Como una autómata, se puso de pie y salió de la bañera. La rodeé con una gran toalla de algodón y le froté la cabeza y la espalda para que no perdiera el calor. Luego, hice lo mismo con sus muslos y sus pantorrillas, con los brazos y las manos.

Se sentó en el borde de la bañera y se arrebujó en el improvisado albornoz. Me puse en cuclillas frente a ella. Por entre los pliegues de la toalla, alargó una mano y me acarició la cabeza y la cara.

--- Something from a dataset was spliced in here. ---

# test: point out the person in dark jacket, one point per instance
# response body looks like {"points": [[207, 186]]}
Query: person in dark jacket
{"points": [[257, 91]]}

—Ay, Geppetto. Aj… sin decir nada más, la tipa aquella se fue con mi ropa y yo me quedé desnuda. ¡Desnuda! ¡Allí, en aquel salón de paso! Desde luego, aquella puta sabía cómo humillar a la gente. Yo estaba enferma de vergüenza. Me tapé como pude con las manos y me senté en el sofá… un sofá verde y sucio, un verdadero asco. Tiritaba de frío… No sabes lo que es el frío. Me dolían las rodillas de tiritar, pero fue un consuelo, ¿sabes?, porque acabé concentrándome en el frío para no pensar en mi desnudez. Y cuando me pareció que lo había conseguido, al rato, se abrió la puerta de un despacho y se asomó un soldado. Me gritó sie!, ¡usted!, y me hizo gestos de que fuera hasta allí. No me moví. Prefería morir. Hubiera preferido morir con tal de no cruzar desnuda aquel salón… No sé si era un resto de dignidad o qué… Komm! me gritaba el soldado, hasta que uno que pasaba por allí debió de apiadarse de mí, levantó una mano para que esperara y de un perchero descolgó un capote y me lo tiró. El de la puerta le dijo algo con enfado… me parece que debió de ser que no tenía que ayudarme, y el otro le contestó ja, ja, ja, y siguió su camino.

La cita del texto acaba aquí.